Cheap Content on the Fly

I recently read an article in the latest issue of Wired that was predictive of the direction online content production and distribution is heading. It was called "A fiendishly clever startup knows what we are Googling - then churns out thousands of cheap videos and articles to meet our every whim and wish: The Answer Factory" The title pretty much sums up the article: a media company is using algorithms to identify what people are searching for, then determines the profitablity for that query and ultimately bids out production work to freelancers, fact checkers, editors and bloggers to produce the content and publish it to their distribution platform.

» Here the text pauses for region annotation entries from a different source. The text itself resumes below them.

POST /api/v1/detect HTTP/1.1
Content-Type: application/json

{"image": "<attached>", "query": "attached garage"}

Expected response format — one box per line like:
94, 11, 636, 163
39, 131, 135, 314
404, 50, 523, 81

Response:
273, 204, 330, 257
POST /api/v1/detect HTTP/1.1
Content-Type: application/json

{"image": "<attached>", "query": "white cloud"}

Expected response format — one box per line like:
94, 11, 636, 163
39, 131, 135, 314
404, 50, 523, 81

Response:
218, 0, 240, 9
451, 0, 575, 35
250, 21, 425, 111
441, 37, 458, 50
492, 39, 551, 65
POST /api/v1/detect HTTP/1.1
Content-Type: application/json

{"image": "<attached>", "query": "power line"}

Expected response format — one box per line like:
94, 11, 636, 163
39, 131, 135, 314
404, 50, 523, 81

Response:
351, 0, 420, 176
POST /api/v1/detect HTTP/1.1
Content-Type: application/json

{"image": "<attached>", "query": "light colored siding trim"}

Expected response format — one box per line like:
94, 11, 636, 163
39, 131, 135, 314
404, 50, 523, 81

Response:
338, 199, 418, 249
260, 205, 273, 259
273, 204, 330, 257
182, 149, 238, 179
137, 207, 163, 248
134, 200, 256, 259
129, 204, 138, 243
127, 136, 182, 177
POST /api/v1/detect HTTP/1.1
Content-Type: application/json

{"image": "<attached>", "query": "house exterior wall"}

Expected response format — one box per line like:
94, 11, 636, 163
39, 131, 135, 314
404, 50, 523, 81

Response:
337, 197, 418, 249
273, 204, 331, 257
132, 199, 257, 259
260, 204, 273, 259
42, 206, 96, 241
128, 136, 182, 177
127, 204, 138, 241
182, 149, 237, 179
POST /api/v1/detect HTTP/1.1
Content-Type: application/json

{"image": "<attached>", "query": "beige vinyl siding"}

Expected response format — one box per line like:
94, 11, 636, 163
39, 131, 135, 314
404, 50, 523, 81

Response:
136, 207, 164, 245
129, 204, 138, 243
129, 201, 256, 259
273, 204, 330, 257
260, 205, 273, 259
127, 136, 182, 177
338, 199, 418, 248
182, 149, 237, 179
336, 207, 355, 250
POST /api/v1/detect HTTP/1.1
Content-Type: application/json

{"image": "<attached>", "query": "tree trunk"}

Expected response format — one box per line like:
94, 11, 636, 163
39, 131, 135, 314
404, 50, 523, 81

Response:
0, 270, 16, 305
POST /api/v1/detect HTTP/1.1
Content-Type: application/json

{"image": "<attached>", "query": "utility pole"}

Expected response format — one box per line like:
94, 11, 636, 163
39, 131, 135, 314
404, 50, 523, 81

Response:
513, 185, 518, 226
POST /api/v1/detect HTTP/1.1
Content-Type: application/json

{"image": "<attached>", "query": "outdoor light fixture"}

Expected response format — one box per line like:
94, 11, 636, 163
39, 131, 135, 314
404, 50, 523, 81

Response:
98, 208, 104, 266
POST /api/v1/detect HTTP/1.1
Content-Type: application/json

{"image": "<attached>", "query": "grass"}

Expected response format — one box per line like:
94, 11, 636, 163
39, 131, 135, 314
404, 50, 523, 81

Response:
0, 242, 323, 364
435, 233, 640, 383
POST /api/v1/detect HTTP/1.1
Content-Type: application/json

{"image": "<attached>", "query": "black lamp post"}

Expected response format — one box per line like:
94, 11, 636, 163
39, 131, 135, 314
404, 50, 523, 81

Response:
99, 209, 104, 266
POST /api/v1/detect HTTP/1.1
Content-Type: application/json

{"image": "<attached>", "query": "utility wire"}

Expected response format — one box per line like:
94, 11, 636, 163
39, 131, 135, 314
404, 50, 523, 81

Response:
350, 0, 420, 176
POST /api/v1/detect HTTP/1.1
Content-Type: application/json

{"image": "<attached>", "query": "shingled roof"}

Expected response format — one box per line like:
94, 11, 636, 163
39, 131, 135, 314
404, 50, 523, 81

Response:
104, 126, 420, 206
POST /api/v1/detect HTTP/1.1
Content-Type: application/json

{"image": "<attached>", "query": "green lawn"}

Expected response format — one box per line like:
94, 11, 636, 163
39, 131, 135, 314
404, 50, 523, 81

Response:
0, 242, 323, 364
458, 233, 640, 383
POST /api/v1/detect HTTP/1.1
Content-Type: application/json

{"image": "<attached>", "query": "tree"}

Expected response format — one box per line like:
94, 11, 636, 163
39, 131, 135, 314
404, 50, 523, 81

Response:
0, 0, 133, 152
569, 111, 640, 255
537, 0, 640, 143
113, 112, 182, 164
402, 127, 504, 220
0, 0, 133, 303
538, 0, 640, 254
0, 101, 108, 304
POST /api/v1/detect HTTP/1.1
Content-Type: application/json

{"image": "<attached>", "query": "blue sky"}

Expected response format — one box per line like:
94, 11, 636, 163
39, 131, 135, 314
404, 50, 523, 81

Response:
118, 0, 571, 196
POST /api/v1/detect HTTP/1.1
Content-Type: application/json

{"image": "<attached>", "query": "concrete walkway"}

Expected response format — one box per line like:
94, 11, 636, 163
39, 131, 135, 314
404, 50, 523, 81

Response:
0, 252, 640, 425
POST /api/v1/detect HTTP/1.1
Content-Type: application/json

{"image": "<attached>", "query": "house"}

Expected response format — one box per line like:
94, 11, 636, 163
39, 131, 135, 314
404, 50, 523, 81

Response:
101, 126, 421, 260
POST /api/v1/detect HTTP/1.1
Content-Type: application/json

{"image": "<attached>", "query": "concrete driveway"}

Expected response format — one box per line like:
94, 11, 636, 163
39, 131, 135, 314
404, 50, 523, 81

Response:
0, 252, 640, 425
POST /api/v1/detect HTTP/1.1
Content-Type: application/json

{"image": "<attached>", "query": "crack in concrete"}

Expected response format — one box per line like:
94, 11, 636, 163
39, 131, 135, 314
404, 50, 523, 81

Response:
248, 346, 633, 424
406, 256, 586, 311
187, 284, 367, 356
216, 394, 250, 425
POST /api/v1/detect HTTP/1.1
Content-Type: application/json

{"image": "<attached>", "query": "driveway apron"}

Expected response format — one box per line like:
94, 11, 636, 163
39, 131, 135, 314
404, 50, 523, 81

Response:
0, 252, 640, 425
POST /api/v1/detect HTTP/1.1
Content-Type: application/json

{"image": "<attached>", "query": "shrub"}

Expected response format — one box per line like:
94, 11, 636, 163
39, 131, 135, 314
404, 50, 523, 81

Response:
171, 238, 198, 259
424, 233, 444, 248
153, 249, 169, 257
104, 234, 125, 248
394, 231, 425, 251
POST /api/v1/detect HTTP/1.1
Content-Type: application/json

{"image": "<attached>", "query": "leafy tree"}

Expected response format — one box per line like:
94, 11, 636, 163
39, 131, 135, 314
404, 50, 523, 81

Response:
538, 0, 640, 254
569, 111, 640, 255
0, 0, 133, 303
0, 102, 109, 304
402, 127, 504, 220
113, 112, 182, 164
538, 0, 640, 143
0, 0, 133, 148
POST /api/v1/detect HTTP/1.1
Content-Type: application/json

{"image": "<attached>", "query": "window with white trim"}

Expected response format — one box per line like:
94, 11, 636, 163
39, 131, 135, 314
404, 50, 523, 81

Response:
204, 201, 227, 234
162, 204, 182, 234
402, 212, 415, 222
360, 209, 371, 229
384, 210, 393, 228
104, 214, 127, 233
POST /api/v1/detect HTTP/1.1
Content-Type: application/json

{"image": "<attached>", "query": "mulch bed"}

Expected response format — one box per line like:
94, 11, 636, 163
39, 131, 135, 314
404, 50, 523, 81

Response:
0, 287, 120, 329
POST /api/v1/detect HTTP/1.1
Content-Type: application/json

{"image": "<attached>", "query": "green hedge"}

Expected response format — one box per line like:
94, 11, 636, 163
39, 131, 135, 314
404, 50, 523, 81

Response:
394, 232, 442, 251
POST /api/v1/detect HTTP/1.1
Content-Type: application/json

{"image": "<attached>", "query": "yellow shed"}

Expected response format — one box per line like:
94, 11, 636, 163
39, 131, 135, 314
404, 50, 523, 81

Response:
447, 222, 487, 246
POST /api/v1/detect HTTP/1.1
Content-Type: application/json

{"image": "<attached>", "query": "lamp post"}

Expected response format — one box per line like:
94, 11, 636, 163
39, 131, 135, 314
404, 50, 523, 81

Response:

What's interesting about this method is that its all predicated upon the long tail theory (coincidentally first mentioned by Wired EIC Chris Anderson). Because they filter all queries through a LTV process whereby they determine the profitability of each query based on competition and search volume most of their content relies on long tail search queries, such as Where Can I Donate a Car in Dallas?, How To Make a Breakfast Nook Out Of A Church Pew, or How To Draw A Greek Helmet? Once they determine the topic they bid it out to freelancers who could make up to $20 per video clip or $15 per article. Apparently the emphasis here isn't to provide high-quality content but to develop answers to questions people have and make money from it. It's the answer to Google. And so far it has done what its supposed to do: provide answers to some of the most common questions people have as soon as they have it. The quality of content is not a top priority either. Clearly there are some competitors to Demand Media who place a high value on quality, but for now the key to this model is to create the right content, have it appear at the right time and make money off of it.

So whats in it for content producers? No idea. $20 bucks per video probably doesn't even pay for the gas these videographers pay to drive from location to location, but in this economy I guess its better than nothing. And on top of that Demand has some aggressive goals -- upwards of 1,000,000 videos produced per month. Demands CEO (of former Myspace fame) Richard Rosenblatt's strategy has apparently been working. Not only is Demand projected to bring in $200 million in revenue this year (source Wired.com), but his aggressive production of video content has him enlisted as an informal consultant/partner to Google, where Demand already provides over 17,000 videos to Youtube (more than twice the content of CBS, AP, Al Jazeera, UMG and a few others combined). Rosenblatt has already been compared to Henry Ford for the digital era in terms of his video production efficiency, but more interesting to me is the tolerance of online viewers to accept low grade content. Clearly there is a behavior here that is different from traditional video consumption on TV and in theaters, where you can have poor content, but high quality. Online it seams the priority is reversed where content outweighs production value.

RELATED (in same issue of Wired): Ray Tintori DIY music videos for MGMT. New director getting praise from none other than Spike Jonze who's familiar with this method of content production - see Video Days (props to the version of Passing Me By by Pharcyde).

UPDATE: just after posting this article I came across this article from the NY Times about the fall and rise of media called The Fall and Rise of Media. In it is a reference to Demand Media: "Where do all the burgeoning pixels come from? Everywhere, and cheap at that. An outfit called Demand Media now tests headlines for reader salience and cranks out thousands of articles and videos daily that it pays about $20 apiece for."
Defnitely keep an eye on this company and trend...cheap content churned out fast based on real-time search query data from Google and other leading engines.